Poster Topical Area: Nutritional Epidemiology
Location: Hall D
Poster Board Number: 797
Objectives: To determine the longitudinal relationships between dietary vitamin E intake and blood pressure (BP) in UK adolescents.
Methods: A sample of 2126 participants was selected from the Avon Longitudinal Study of Parents and Children (ALSPAC), in which sample was drawn randomly. General information and blood pressure data were collected at age 10, 11, 12, 13, 15 and 17. Diet was assessed using a four-day food record at age 10 and 13. BP data was transformed to systolic/diastolic BP Z-scores (SBPZ/DBPZ). Multivariable linear regression was undertaken to explorer the relationships between vitamin E intake and current or future BPZ. Gender, BMI Z-score, alcohol intake, smoking status, sodium intake, energy intake, physical activity levels, parents hypertension history and household income were adjusted in each model.
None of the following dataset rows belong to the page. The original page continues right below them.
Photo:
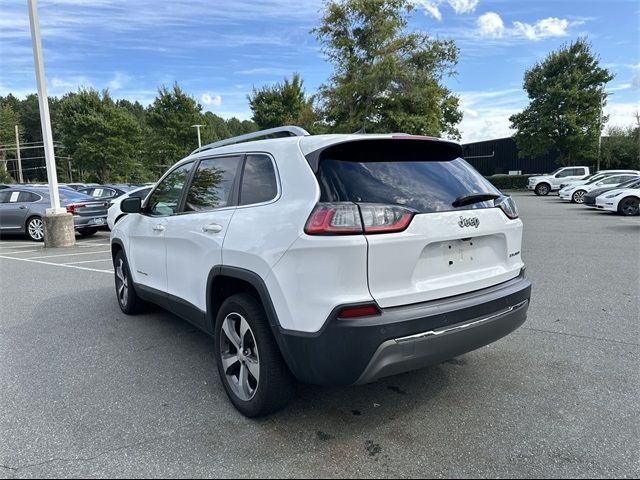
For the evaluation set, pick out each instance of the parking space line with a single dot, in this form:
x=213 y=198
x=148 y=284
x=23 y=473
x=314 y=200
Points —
x=56 y=264
x=89 y=261
x=69 y=254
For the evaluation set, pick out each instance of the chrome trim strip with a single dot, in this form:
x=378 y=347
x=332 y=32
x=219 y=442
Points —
x=464 y=326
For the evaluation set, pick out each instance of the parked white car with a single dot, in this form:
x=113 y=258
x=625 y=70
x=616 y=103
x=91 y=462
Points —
x=115 y=213
x=576 y=193
x=624 y=201
x=543 y=184
x=330 y=259
x=597 y=177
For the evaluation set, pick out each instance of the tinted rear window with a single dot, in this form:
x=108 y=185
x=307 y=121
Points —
x=426 y=186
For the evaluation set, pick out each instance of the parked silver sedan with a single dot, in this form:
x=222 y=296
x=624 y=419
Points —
x=22 y=209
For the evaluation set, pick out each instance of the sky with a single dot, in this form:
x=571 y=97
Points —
x=219 y=50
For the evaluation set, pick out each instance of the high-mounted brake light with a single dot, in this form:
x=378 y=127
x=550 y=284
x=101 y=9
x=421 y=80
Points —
x=351 y=218
x=359 y=311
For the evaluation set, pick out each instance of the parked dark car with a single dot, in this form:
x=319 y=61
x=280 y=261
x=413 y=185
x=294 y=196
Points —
x=22 y=209
x=590 y=198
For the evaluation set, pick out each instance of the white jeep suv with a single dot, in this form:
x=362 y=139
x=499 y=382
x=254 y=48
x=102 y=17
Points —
x=330 y=259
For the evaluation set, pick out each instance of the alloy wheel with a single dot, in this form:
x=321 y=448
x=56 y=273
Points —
x=122 y=283
x=36 y=229
x=629 y=206
x=239 y=355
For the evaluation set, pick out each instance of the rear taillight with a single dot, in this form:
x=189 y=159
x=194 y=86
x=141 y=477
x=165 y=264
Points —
x=508 y=207
x=71 y=208
x=359 y=311
x=351 y=218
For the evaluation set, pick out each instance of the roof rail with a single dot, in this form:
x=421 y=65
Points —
x=287 y=131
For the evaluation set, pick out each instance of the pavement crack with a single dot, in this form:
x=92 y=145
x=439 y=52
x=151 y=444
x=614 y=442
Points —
x=621 y=342
x=88 y=459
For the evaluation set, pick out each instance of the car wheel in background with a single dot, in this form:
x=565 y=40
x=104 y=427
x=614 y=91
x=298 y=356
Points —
x=35 y=229
x=543 y=189
x=251 y=368
x=629 y=206
x=128 y=299
x=87 y=232
x=578 y=196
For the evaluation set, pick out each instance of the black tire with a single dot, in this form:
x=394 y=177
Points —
x=578 y=196
x=629 y=206
x=275 y=386
x=88 y=232
x=35 y=229
x=128 y=299
x=542 y=189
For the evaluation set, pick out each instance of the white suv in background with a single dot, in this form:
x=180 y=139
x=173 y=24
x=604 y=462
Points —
x=330 y=259
x=543 y=184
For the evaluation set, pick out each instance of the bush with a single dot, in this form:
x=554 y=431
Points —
x=510 y=182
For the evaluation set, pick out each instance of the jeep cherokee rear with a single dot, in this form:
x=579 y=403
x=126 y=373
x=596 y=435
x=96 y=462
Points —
x=368 y=256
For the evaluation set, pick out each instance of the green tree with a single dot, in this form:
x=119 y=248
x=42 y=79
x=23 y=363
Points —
x=282 y=104
x=385 y=77
x=621 y=148
x=102 y=139
x=566 y=93
x=170 y=118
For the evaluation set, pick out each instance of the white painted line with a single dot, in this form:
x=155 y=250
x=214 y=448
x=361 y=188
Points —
x=57 y=264
x=89 y=261
x=69 y=254
x=23 y=251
Results: In fully adjusted models, every 1mg increase in vitamin E intake at age 10 was associated with 0.20 (95%CI: -0.39 to -0.01) lower SBPZ and 0.23 (95%CI: -0.45 to -0.02) lower DBPZ at age 10, but was associated with 0.21(95%CI: 0.03 to 0.39) higher SBPZ at age 17. Every 1mg increase in vitamin E intake at age 13 was associated with 0.27 (95%CI: 0.06 to 0.48) higher SBPZ at age 17.
Conclusions: in ALSPAC population, negative association was found between dietary vitamin E intake and short term SBPZ and DBPZ at age 10. But positive association was found between dietary vitamin E intake at age 10 and 13 and future SBPZ.
Funding Source: The researcher Ziyi Li was funded by China Scholarship Council.